The argument is delivered through dramatic action rather than through speech. The atomic test sites are dangerous. The desert has been changed. The ants are evidence of the change. The film does not editorialize beyond Medford’s closing remarks. The audience supplies the political response. The argument lands because the film has demonstrated the consequences before stating them.
For Writers
A political argument delivered through demonstrated consequences is more durable than one delivered through speeches. Them! shows what nuclear testing has done. The audience reads the warning without being instructed. The lesson is that fiction’s political work happens through the events of the story rather than through characters explaining what the events mean. Show the consequence. Let the reader make the argument. The reader is more likely to retain a conclusion they reached than one they were told.
Craft Note
The giant-ant practical work is the 1954 film’s central craft. Gordon Douglas stages the desert location photography around full-scale ant models that were the largest creature effects of their decade. The technique demonstrates how creature features work best when the audience can see the practical work supporting the suspension of disbelief.

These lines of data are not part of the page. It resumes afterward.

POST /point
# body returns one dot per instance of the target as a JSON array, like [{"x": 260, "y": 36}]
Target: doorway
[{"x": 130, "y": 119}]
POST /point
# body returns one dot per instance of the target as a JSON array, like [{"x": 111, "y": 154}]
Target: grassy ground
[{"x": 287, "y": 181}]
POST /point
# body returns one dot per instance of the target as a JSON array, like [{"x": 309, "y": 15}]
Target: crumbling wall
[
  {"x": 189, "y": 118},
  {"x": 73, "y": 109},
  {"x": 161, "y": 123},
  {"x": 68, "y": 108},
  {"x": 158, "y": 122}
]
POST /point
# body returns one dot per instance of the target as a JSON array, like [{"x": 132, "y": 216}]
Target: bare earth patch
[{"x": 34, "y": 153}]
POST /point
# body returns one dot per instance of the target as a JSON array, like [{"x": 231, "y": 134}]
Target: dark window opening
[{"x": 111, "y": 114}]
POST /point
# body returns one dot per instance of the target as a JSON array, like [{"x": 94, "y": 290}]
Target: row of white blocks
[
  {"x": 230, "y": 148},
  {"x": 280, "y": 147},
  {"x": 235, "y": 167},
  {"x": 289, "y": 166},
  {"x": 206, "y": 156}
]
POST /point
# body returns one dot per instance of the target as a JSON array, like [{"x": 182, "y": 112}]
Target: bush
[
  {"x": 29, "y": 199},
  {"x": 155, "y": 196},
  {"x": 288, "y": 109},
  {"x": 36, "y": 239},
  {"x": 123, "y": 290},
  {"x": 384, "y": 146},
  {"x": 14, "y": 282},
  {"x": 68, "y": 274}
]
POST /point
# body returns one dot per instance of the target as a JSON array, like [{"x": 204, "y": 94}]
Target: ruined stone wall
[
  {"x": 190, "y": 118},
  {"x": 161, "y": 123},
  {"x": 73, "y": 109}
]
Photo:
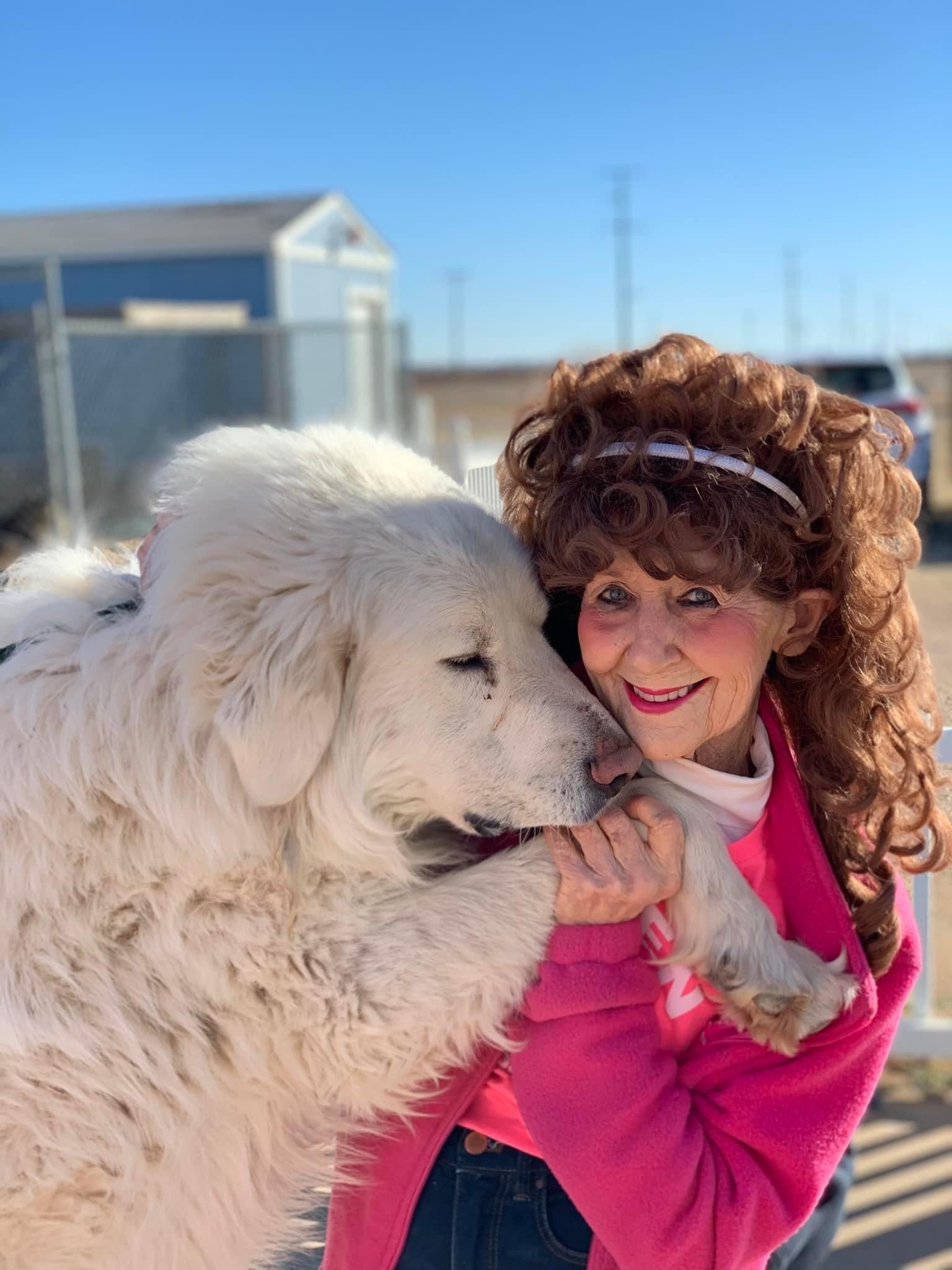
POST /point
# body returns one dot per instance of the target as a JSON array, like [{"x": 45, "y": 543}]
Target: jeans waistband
[{"x": 498, "y": 1158}]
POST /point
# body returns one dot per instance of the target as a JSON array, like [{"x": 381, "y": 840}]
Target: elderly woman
[{"x": 726, "y": 549}]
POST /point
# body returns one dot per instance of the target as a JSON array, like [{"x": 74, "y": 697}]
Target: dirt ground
[{"x": 932, "y": 591}]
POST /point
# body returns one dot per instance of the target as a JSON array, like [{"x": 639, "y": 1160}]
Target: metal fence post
[{"x": 61, "y": 380}]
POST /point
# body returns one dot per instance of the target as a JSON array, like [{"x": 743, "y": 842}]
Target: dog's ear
[{"x": 277, "y": 719}]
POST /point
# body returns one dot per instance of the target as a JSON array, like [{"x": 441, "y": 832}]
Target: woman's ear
[{"x": 805, "y": 615}]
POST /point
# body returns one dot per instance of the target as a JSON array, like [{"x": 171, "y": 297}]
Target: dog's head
[{"x": 350, "y": 619}]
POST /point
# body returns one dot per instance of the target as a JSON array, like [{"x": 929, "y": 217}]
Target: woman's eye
[
  {"x": 700, "y": 597},
  {"x": 614, "y": 596}
]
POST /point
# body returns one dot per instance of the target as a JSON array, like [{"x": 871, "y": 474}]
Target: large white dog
[{"x": 227, "y": 925}]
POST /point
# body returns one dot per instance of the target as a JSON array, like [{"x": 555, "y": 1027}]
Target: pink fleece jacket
[{"x": 706, "y": 1160}]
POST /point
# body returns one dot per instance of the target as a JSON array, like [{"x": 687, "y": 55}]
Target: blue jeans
[{"x": 501, "y": 1209}]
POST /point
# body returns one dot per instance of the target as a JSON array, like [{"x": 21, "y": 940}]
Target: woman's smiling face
[{"x": 679, "y": 664}]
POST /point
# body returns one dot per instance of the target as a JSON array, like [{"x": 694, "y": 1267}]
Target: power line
[{"x": 456, "y": 316}]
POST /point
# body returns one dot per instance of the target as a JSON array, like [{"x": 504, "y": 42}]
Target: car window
[{"x": 853, "y": 380}]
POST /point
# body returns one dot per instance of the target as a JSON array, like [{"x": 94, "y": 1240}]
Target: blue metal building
[{"x": 180, "y": 316}]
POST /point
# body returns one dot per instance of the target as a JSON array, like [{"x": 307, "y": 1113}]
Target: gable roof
[{"x": 175, "y": 229}]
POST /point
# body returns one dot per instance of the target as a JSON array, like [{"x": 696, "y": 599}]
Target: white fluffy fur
[{"x": 223, "y": 930}]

The ants are scary because they are physically there.
The Verdict
9/10. The best giant-creature film of the 1950s and one of the foundational atomic-age science fiction films. The procedural structure is rigorous. The creature effects are exceptional for their period. The political subtext is delivered through demonstration rather than instruction. The Los Angeles storm drain climax is one of the most effective set pieces in 1950s genre cinema. Watch it.
FAQ
Are the ant effects really that good?
For 1954, yes. The practical puppets hold up better than most contemporary CGI ants would.
Did James Arness become Marshal Dillon?
Yes. Arness played Marshal Matt Dillon on Gunsmoke (1955-1975) for twenty years. Them! was an important early credit.

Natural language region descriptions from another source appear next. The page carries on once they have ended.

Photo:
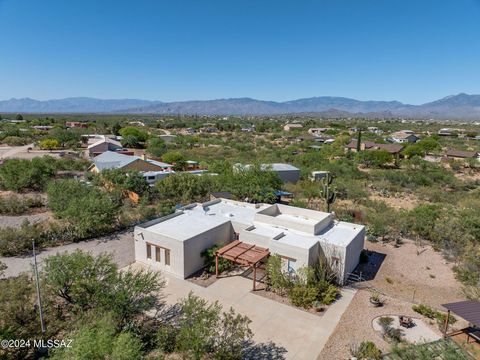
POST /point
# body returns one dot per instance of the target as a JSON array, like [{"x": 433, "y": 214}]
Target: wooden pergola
[{"x": 243, "y": 254}]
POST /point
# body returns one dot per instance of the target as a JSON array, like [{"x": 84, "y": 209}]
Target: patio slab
[{"x": 302, "y": 334}]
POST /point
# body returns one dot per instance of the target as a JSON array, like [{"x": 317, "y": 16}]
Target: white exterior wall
[
  {"x": 176, "y": 266},
  {"x": 255, "y": 239},
  {"x": 353, "y": 251},
  {"x": 301, "y": 255},
  {"x": 193, "y": 247}
]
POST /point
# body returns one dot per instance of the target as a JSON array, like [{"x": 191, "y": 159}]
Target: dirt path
[
  {"x": 15, "y": 150},
  {"x": 121, "y": 245}
]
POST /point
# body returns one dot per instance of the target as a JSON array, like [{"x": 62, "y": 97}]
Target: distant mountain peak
[{"x": 460, "y": 106}]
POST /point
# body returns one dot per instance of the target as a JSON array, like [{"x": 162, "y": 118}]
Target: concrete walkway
[
  {"x": 121, "y": 246},
  {"x": 302, "y": 334}
]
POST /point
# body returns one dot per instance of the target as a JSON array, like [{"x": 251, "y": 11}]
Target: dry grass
[{"x": 404, "y": 275}]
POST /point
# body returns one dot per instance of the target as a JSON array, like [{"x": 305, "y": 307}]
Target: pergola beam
[{"x": 243, "y": 254}]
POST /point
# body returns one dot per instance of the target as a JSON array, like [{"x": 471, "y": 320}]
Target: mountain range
[{"x": 461, "y": 106}]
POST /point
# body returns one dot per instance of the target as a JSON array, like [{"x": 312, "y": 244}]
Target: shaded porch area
[
  {"x": 243, "y": 254},
  {"x": 469, "y": 337}
]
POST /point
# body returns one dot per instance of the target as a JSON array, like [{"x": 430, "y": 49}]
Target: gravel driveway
[
  {"x": 120, "y": 245},
  {"x": 16, "y": 221}
]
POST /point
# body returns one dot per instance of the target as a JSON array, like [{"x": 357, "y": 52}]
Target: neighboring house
[
  {"x": 317, "y": 131},
  {"x": 404, "y": 137},
  {"x": 136, "y": 123},
  {"x": 288, "y": 127},
  {"x": 209, "y": 129},
  {"x": 318, "y": 175},
  {"x": 114, "y": 160},
  {"x": 450, "y": 132},
  {"x": 153, "y": 176},
  {"x": 461, "y": 155},
  {"x": 76, "y": 124},
  {"x": 192, "y": 165},
  {"x": 102, "y": 145},
  {"x": 393, "y": 149},
  {"x": 301, "y": 237},
  {"x": 42, "y": 127},
  {"x": 286, "y": 172}
]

Is the political subtext deliberate?
Yes. Dr. Medford’s closing speech makes the argument explicit. The 1954 production was responding to ongoing public anxiety about atomic testing in the American Southwest.
How does it compare to other 1950s creature features?
Better than most. The Day the Earth Stood Still (1951) is the more politically ambitious film. Them! is the better-executed creature feature.
Did Edmund Gwenn act in this?
Yes. Gwenn had won the Best Supporting Actor Oscar for Miracle on 34th Street (1947). Them! was a later-career genre credit.
Is the Los Angeles climax really under the city?
Yes. The storm drains of Los Angeles were used as the actual location, with appropriate set dressing. The geography is largely accurate.
Should I watch this?
Yes. Foundational viewing in 1950s science fiction.